Remove elements by index in haskell

Question

I\'m new in haskell and I\'m looking for some standard functions to work with lists by indexes.

My exact problem is that i want to remove 3 elements after every 5. If i

Answer 1

Two completely different approaches

1. You can use List.splitAt together with drop:

   import Data.List (splitAt)
   f :: [a] -> [a]
   f [] = []
   f xs = let (h, t) = splitAt 5 xs in h ++ f (drop 3 t)
   

   Now f [1..12] yields [1,2,3,4,5,9,10,11,12]. Note that this function can be expressed more elegantly using uncurry and Control.Arrow.second:

   import Data.List (splitAt)
   import Control.Arrow (second)
   f :: [a] -> [a]
   f [] = []
   f xs = uncurry (++) $ second (f . drop 3) $ splitAt 5 xs
   

   Since we're using Control.Arrow anyway, we can opt to drop splitAt and instead call in the help of Control.Arrow.(&&&), combined with take:

   import Control.Arrow ((&&&))
   f :: [a] -> [a]
   f [] = []
   f xs = uncurry (++) $ (take 5 &&& (f . drop 8)) xs
   

   But now it's clear that an even shorter solution is the following:

   f :: [a] -> [a] 
   f [] = []
   f xs = take 5 xs ++ (f . drop 8) xs
   

   As Chris Lutz notes, this solution can then be generalized as follows:

   nofm :: Int -> Int -> [a] -> [a]
   nofm _ _ [] = []
   nofm n m xs = take n xs ++ (nofm n m . drop m) xs
   

   Now nofm 5 8 yields the required function.

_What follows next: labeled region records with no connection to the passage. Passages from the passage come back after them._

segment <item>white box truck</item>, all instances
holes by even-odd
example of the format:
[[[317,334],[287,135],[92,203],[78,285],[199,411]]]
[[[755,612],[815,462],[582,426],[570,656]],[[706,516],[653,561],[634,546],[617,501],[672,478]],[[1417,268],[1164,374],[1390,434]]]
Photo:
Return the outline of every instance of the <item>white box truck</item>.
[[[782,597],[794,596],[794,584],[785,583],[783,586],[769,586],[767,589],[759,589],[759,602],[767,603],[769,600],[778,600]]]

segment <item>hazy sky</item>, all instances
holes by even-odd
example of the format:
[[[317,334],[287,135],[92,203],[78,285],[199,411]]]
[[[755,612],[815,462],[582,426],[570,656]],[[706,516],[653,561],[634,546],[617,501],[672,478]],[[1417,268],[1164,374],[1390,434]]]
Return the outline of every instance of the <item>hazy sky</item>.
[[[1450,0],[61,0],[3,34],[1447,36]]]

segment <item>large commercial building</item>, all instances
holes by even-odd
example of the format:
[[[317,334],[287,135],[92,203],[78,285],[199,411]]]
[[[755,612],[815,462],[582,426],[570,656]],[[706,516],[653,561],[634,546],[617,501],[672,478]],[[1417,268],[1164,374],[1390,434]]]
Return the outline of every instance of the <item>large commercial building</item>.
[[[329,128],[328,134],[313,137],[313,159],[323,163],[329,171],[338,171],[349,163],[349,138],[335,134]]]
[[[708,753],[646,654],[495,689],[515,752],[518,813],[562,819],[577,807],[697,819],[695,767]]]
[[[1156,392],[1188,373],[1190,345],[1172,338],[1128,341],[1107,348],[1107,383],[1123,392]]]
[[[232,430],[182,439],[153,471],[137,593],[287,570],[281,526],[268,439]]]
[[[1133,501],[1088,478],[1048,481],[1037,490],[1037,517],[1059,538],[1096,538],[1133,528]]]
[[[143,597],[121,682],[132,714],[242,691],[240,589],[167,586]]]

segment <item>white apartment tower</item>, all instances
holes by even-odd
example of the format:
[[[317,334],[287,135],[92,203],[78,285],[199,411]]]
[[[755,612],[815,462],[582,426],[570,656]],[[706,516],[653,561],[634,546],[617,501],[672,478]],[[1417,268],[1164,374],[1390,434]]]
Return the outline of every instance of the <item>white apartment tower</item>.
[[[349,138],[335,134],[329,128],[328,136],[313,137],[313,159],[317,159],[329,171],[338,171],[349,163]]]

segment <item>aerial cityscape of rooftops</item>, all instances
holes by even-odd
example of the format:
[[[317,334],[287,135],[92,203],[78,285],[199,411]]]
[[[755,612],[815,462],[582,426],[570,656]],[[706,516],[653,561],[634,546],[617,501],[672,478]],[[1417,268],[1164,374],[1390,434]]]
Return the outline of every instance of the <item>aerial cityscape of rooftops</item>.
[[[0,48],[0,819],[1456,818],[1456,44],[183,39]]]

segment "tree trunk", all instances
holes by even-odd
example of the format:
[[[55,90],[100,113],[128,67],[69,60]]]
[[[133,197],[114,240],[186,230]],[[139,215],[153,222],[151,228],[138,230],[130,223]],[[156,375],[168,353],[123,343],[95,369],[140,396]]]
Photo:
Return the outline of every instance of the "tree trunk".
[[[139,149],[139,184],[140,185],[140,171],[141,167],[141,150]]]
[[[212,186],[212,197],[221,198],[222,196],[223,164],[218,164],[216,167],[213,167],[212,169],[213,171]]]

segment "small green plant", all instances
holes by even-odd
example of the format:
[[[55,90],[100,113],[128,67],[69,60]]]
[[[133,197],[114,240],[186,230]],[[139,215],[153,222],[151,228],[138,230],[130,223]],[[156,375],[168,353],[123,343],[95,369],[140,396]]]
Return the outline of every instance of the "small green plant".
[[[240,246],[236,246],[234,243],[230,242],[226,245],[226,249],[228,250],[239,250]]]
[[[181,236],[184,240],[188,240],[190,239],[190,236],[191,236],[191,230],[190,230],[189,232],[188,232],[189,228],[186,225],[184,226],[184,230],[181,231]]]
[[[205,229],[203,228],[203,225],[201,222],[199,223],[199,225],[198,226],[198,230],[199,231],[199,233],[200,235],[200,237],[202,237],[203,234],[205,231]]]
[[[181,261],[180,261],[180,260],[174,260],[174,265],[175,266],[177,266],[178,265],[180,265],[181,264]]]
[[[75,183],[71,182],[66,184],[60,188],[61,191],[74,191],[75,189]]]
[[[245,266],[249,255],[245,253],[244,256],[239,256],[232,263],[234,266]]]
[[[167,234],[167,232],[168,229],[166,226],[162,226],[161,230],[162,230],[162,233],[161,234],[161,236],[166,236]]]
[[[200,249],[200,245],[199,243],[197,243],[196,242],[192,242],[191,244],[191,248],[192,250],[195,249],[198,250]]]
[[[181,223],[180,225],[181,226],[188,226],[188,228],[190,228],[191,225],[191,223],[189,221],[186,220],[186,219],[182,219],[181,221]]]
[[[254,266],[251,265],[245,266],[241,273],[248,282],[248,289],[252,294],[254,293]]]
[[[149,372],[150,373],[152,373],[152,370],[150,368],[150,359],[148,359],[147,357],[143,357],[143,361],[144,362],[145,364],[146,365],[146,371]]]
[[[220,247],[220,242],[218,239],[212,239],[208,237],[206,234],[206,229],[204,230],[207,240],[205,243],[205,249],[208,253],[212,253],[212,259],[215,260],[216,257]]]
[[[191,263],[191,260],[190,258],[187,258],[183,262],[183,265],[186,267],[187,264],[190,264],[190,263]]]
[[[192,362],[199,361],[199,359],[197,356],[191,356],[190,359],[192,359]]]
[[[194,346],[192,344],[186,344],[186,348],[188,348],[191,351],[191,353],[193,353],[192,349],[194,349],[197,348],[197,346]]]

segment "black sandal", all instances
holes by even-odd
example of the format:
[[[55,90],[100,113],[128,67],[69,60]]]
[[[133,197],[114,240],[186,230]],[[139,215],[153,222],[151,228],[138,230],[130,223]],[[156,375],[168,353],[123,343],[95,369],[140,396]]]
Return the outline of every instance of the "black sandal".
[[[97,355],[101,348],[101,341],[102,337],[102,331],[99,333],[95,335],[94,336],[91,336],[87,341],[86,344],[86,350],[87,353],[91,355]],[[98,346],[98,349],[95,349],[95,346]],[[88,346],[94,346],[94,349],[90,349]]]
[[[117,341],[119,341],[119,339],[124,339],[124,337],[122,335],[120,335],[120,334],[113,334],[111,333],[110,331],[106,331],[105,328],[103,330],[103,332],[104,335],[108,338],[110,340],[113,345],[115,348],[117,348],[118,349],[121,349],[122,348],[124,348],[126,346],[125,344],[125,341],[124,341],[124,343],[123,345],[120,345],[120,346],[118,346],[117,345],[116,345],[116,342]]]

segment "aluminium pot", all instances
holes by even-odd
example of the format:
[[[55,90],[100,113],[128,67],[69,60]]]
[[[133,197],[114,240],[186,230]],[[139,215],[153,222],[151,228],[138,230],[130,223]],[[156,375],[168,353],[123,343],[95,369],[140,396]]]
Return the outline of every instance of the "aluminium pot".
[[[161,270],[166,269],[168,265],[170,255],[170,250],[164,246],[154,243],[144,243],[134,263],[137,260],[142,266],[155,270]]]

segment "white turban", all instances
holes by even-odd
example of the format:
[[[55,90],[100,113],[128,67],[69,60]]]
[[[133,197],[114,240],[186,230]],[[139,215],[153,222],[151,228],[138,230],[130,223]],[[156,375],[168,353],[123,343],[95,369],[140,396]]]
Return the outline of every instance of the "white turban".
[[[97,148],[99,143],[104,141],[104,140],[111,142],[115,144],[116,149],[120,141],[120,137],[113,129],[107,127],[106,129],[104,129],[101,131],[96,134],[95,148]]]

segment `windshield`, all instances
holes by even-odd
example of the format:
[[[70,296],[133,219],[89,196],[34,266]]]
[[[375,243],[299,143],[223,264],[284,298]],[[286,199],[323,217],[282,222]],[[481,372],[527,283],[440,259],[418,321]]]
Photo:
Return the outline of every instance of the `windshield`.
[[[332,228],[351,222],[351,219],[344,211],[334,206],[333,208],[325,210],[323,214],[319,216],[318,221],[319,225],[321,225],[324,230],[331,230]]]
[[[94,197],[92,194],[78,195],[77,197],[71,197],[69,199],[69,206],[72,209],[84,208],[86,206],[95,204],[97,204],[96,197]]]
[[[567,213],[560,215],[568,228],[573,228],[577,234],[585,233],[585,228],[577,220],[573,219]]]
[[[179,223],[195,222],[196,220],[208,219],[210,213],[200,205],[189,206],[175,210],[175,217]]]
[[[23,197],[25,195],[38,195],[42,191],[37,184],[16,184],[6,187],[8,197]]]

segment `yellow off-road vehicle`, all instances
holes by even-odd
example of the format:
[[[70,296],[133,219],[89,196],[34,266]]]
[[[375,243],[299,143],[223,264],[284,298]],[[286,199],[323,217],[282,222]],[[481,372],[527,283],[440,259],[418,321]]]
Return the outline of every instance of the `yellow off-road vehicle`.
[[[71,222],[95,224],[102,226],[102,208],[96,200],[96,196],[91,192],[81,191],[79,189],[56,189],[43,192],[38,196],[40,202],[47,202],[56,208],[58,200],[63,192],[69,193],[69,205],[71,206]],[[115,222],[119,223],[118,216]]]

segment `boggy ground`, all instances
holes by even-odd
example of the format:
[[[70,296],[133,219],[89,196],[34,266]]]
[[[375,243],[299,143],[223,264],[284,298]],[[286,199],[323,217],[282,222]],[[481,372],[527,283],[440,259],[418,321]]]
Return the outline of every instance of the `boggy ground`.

Note that a solution with splitAt may still be more efficient!

2. Apply some mathematics using map, snd, filter, mod and zip:

   f :: [a] -> [a]
   f = map snd . filter (\(i, _) -> i `mod` 8 < (5 :: Int)) . zip [0..]
   

   The idea here is that we pair each element in the list with its index, a natural number i. We then remove those elements for which i % 8 > 4. The general version of this solution is:

   nofm :: Int -> Int -> [a] -> [a]
   nofm n m = map snd . filter (\(i, _) -> i `mod` m < n) . zip [0..]